Order No. 5668, issued on April 9, 1921, directed that “all essential postal employees” be armed to help stop the robberies. According to USPS postal history, the Post Office Department issued 50,000 guns and 2 million rounds of ammunition to railway mail clerks and other employees who handled valuable mail. It was a nationwide security response carried out on a massive scale.

#1573
1975 10c U.S. Postal Services Bicentennial: Locomotives
US #1573 – Some clerks carried registry keys and seals used to secure valuable mail pouches, making them responsible for both sorting and safeguarding high-value shipments.

The danger was real enough to justify it. The US Postal Inspection Service later summed up the crisis this way: between 1920 and 1921, there were 36 armed robberies of the mail, with more than $6 million in goods and currency stolen. At the time, there were fewer than 500 postal inspectors available to protect a rail network that covered almost 250,000 miles of railway mail routes. In other words, the government had too much valuable mail moving across too much territory, and too few investigators to guard it.

#2265
1988 21c Transportation Series: 1920s Railroad Mail Car
US #2265 – Many Railway Post Office cars were built with reinforced doors and limited entry points, reflecting ongoing concerns about theft and security.
#5758-62
2023 First-Class Forever Stamps - Historic Railroad Stations
US #5758-62 – Railway mail routes operated on strict time schedules, with clerks expected to sort and dispatch mail before the train reached the next station.

Railway clerks were not random office workers. They were highly trained specialists who sorted letters, papers, and registered mail inside tightly organized postal cars. Some had already been carrying firearms in railroad service. The Smithsonian’s National Postal Museum notes that Railway Post Office clerks were required to carry small .38-caliber pistols, and that in 1921 clerks were expected to have revolvers on hand. That helps explain why Hays’s order could be put into practice so quickly. It built on an existing security culture, but expanded it dramatically in response to a crime wave.

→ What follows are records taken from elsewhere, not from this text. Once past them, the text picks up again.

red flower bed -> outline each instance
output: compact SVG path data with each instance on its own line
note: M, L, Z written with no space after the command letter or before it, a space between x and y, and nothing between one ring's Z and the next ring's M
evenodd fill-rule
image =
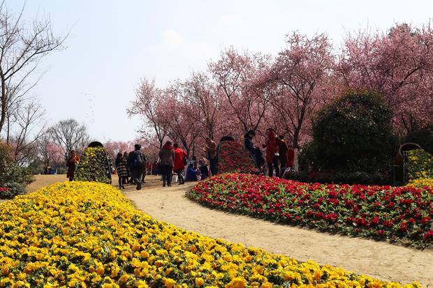
M257 167L243 146L235 141L222 141L218 159L219 173L242 172L254 174Z
M433 242L433 189L309 184L226 174L187 197L204 205L321 231L388 239L418 248Z

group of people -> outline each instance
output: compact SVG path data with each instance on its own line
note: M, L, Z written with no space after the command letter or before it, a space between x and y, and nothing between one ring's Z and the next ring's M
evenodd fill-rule
M277 136L274 129L268 128L266 130L266 142L262 145L266 152L265 158L263 158L260 149L254 146L253 139L255 136L254 130L248 131L244 137L244 144L257 167L261 167L266 162L269 176L273 176L274 171L275 176L282 178L284 172L293 167L293 147L286 142L283 135Z
M134 145L134 151L130 153L118 153L115 162L119 177L119 188L124 189L128 183L135 184L137 190L145 183L146 156L141 151L141 145Z
M198 162L195 156L191 161L188 161L188 154L182 150L177 143L172 146L172 142L167 141L159 151L159 172L162 175L163 187L171 186L173 172L177 178L179 185L185 183L185 181L200 181L209 177L210 172L212 175L216 174L216 144L209 137L207 137L206 144L203 151L206 153L209 160L210 167L204 159ZM185 167L186 171L184 172Z
M266 130L266 142L262 145L265 149L265 158L261 150L254 145L256 133L254 130L248 131L244 135L245 148L250 152L257 167L261 168L266 162L270 176L274 176L274 171L275 176L282 177L284 172L293 166L293 148L286 142L284 136L277 136L272 128ZM200 181L211 175L216 175L216 144L210 137L205 138L203 152L205 153L205 158L197 161L196 156L193 156L192 159L188 160L188 154L177 143L172 144L170 141L167 141L159 151L157 164L157 174L162 176L162 185L171 186L173 176L179 185L182 185L186 181ZM75 151L72 151L66 160L67 176L70 181L73 180L78 161L79 158L76 156ZM123 154L118 153L115 166L119 176L119 188L124 189L124 185L130 183L135 184L136 189L140 190L142 184L146 183L147 164L146 156L141 151L141 145L138 144L134 145L133 151L124 152Z

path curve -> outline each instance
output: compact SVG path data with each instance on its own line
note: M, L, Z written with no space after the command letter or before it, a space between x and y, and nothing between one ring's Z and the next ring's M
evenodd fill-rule
M140 191L124 191L135 207L153 218L212 238L262 248L300 261L314 260L387 281L420 282L433 287L433 250L412 248L330 235L248 216L212 210L185 197L193 185L162 188L152 177Z

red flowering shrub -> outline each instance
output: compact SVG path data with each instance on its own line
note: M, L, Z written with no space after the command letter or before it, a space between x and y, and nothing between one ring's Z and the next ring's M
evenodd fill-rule
M219 144L218 172L254 174L257 172L257 167L242 145L235 141L222 141Z
M204 205L346 235L425 248L433 242L433 189L304 183L225 174L187 197Z

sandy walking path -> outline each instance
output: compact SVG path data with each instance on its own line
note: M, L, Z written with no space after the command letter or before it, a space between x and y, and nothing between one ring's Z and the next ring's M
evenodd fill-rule
M135 207L154 218L212 238L260 247L300 261L314 260L387 281L419 281L433 287L433 250L330 235L212 210L189 200L193 183L163 188L151 177L139 192L124 191Z

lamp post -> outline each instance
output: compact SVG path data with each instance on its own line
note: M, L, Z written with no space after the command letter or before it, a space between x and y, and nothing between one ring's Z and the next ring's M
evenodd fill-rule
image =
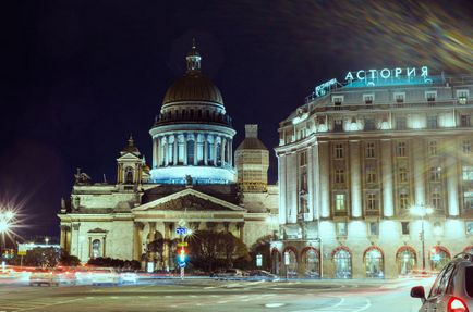
M432 214L434 210L425 207L423 203L411 208L411 214L421 216L421 241L422 241L422 270L425 270L425 233L424 233L424 219L427 214Z

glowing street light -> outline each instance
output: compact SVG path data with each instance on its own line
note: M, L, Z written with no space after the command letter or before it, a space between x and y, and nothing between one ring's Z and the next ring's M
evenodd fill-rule
M423 203L411 207L410 212L412 215L421 217L421 241L422 241L422 270L425 270L425 233L424 233L424 217L427 214L432 214L434 210L429 207L425 207Z

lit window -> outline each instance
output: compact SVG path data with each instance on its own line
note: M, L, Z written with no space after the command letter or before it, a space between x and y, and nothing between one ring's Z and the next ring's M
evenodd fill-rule
M343 145L336 143L335 145L335 158L342 159L343 158Z
M347 222L337 222L337 236L347 236Z
M335 210L336 211L344 211L344 194L337 194L335 196Z
M343 184L344 183L344 170L336 169L335 170L335 183Z
M378 210L378 200L376 194L366 195L366 210Z
M425 91L425 99L427 102L434 102L437 98L437 91Z
M368 142L366 143L366 157L374 158L375 157L375 143Z
M428 142L428 154L429 155L437 155L437 141L429 141Z
M405 166L399 169L399 182L408 182L408 169Z
M439 182L441 178L441 167L433 166L430 167L430 182Z
M405 130L408 128L408 120L405 117L396 117L396 128Z
M396 153L398 157L405 157L405 142L404 141L398 142Z
M469 90L457 90L458 102L462 105L468 103Z
M405 93L404 92L396 92L395 93L395 101L397 103L403 103L405 101Z
M376 183L376 169L366 167L366 183Z
M471 153L471 141L470 140L463 140L462 141L462 150L466 154Z
M401 230L402 230L402 235L409 235L409 222L403 221L401 222Z
M439 210L442 208L441 195L439 192L433 192L432 194L432 207L436 210Z
M399 195L399 208L402 210L408 209L409 195L405 192L401 192Z
M464 165L462 167L463 180L473 180L473 166Z
M379 235L379 223L378 222L369 222L368 226L369 235L377 236Z

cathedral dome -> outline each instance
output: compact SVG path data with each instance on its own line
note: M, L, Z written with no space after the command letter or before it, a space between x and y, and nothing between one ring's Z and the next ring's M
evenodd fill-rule
M187 71L182 78L168 89L162 104L185 101L223 104L220 90L201 71Z

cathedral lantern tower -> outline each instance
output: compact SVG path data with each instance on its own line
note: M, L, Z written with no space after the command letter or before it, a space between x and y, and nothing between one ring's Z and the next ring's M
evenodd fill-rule
M153 137L150 180L161 184L232 184L235 130L220 90L203 75L195 40L187 70L166 92Z

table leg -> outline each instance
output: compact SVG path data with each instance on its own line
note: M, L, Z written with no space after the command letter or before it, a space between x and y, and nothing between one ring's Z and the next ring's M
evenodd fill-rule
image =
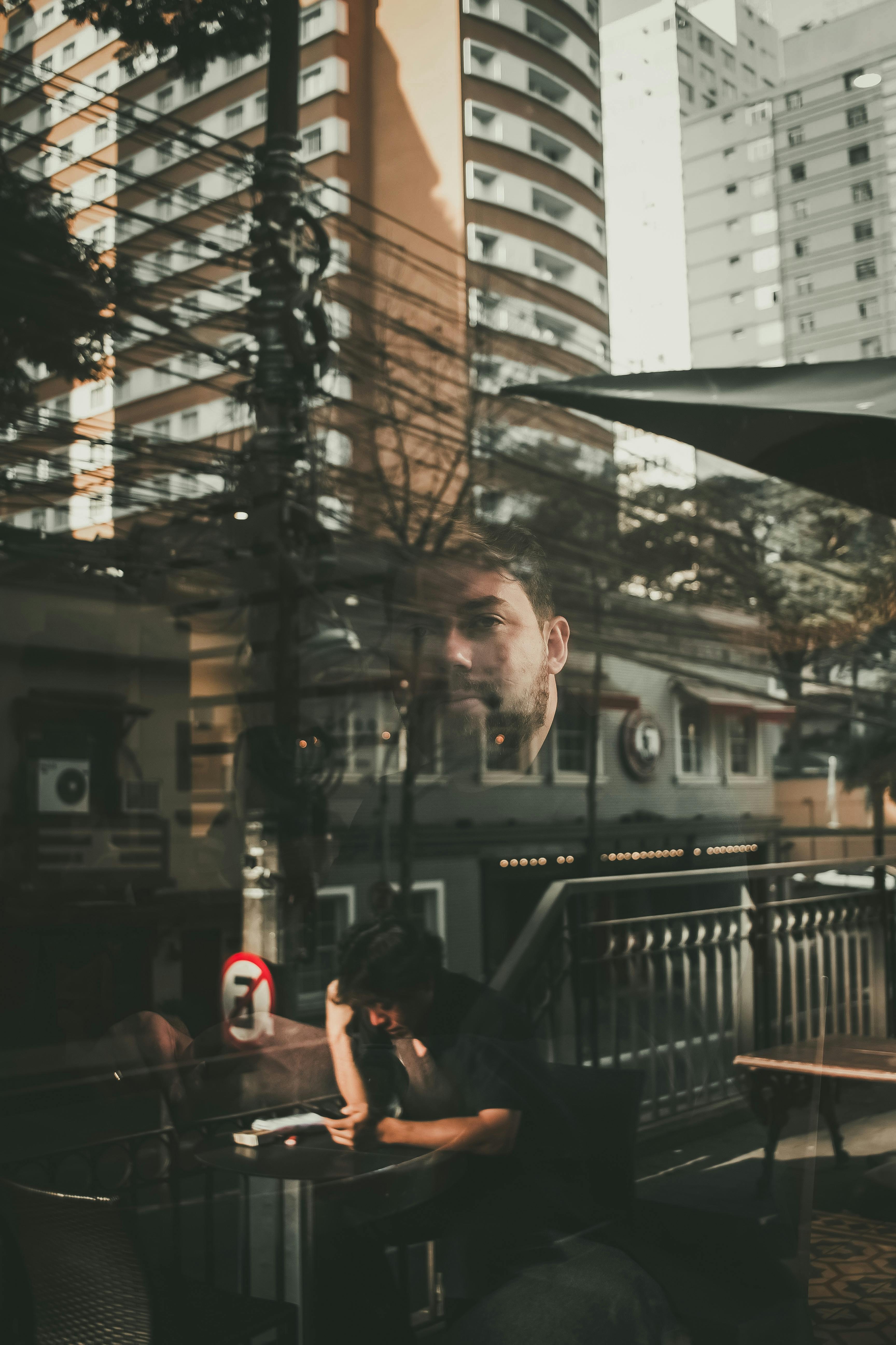
M827 1122L827 1130L830 1131L830 1142L834 1146L834 1163L837 1167L845 1167L849 1162L849 1154L844 1149L844 1137L840 1132L840 1124L837 1122L837 1085L833 1079L822 1079L821 1081L821 1100L819 1111L825 1120Z
M314 1341L314 1184L283 1181L286 1298L298 1305L296 1345Z

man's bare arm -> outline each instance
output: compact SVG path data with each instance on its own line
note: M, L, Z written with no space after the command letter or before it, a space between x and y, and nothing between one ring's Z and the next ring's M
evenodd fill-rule
M355 1015L351 1005L341 1005L336 999L339 982L332 981L326 987L326 1041L333 1057L333 1073L339 1091L347 1102L347 1112L356 1112L357 1120L367 1120L369 1102L364 1080L355 1063L352 1038L348 1034L348 1025Z
M326 1123L337 1145L355 1147L352 1116ZM447 1116L445 1120L400 1120L384 1116L375 1135L382 1145L412 1145L415 1149L457 1149L461 1153L498 1157L509 1154L520 1128L520 1112L490 1107L478 1116Z

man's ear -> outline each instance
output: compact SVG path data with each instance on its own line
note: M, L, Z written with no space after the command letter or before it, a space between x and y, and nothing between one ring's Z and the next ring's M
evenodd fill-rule
M548 672L555 677L566 667L570 654L570 623L566 616L553 616L545 621L545 646L548 652Z

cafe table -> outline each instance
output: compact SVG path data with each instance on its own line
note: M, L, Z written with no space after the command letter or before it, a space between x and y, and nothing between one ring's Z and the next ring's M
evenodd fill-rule
M412 1209L451 1186L463 1171L463 1155L454 1150L411 1149L406 1145L373 1145L345 1149L325 1131L297 1137L296 1145L277 1141L250 1149L219 1137L195 1154L207 1167L244 1180L266 1177L278 1182L281 1262L278 1290L283 1283L282 1260L292 1256L292 1282L298 1301L297 1345L314 1341L314 1210L322 1201L339 1202L352 1223L365 1223ZM279 1293L278 1293L279 1297Z
M767 1190L775 1149L791 1108L810 1102L813 1080L819 1083L818 1110L827 1123L834 1161L849 1162L837 1120L837 1087L845 1080L896 1084L896 1041L891 1037L829 1036L735 1056L735 1068L754 1111L767 1127L759 1190Z

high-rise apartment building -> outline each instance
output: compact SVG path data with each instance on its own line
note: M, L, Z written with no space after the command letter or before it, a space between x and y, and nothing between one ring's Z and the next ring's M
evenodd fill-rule
M297 121L334 239L328 297L343 347L326 385L332 465L363 465L352 441L369 430L372 362L355 347L372 334L372 308L431 321L457 350L469 321L485 395L539 369L607 367L596 26L592 0L302 5ZM154 55L121 61L114 35L67 20L59 0L13 15L4 46L12 160L48 179L78 234L130 261L176 328L118 348L114 390L39 387L44 417L73 425L78 444L54 459L67 453L81 484L66 498L60 482L46 508L16 522L109 533L150 500L149 486L116 487L113 428L156 445L153 488L172 499L218 482L168 471L167 459L184 444L238 448L250 432L232 397L239 374L208 348L244 340L250 151L263 139L267 58L219 59L200 78ZM582 417L551 421L571 443L610 447ZM330 502L334 518L340 507Z
M682 128L766 95L778 35L743 0L609 0L600 27L615 373L686 369Z
M251 433L244 373L227 360L250 325L266 54L188 78L172 59L126 61L120 47L67 20L59 0L13 15L4 35L11 161L142 286L145 317L117 346L114 379L39 382L13 469L20 491L7 496L19 526L86 539L214 502L216 463L232 463ZM427 491L450 502L477 418L492 443L549 440L600 472L607 425L547 406L509 424L512 404L496 395L609 369L596 3L317 0L302 4L301 47L297 128L309 200L333 243L326 304L340 344L313 418L322 521L410 531L414 518L395 522L391 506L410 496L412 514ZM408 464L411 490L400 500L396 486L375 510ZM481 511L524 512L524 494L508 503L506 491L481 490ZM250 712L240 699L243 638L239 623L192 621L179 741L195 835L232 802L246 716L267 713L267 693L253 693ZM369 725L390 736L383 697L368 701L344 729L349 780L382 767Z
M896 5L794 34L785 67L767 98L713 109L682 130L696 366L896 348Z

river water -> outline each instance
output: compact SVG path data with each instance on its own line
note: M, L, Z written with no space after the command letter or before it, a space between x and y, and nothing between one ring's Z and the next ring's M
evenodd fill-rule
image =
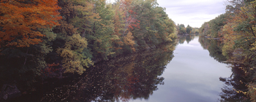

The mail was worth stealing because it often carried exactly the kinds of items robbers wanted most. Registered mail could contain cash, bonds, securities, jewelry, and other valuables. Railway mail cars also offered criminals a moving target with limited escape routes for the victims. Once a train was stopped or a clerk was threatened, thieves could seize selected pouches and disappear quickly. That made mail robbery one of the most profitable federal crimes of the period.

Even the arming order did not end the problem at once. Later in 1921, the federal government escalated again. Hays appealed for military help, and President Harding sent in US Marines to guard the mails at high-risk points around the country. The Postal Inspection Service says the original 1921 deployment included more than 50 officers and 2,000 enlisted Marines. Their presence had an immediate effect, and by the end of the year robberies of post offices, mail trains, and carriers had sharply subsided.

Hays’s orders turned postal defense into an armed operation. It showed how central the mail still was to American business and finance. Valuable mail moved in bulk, often by train, through isolated territory. When the mails were attacked, the government treated it not as a local nuisance, but as a national emergency involving weapons, guards, and later even Marines.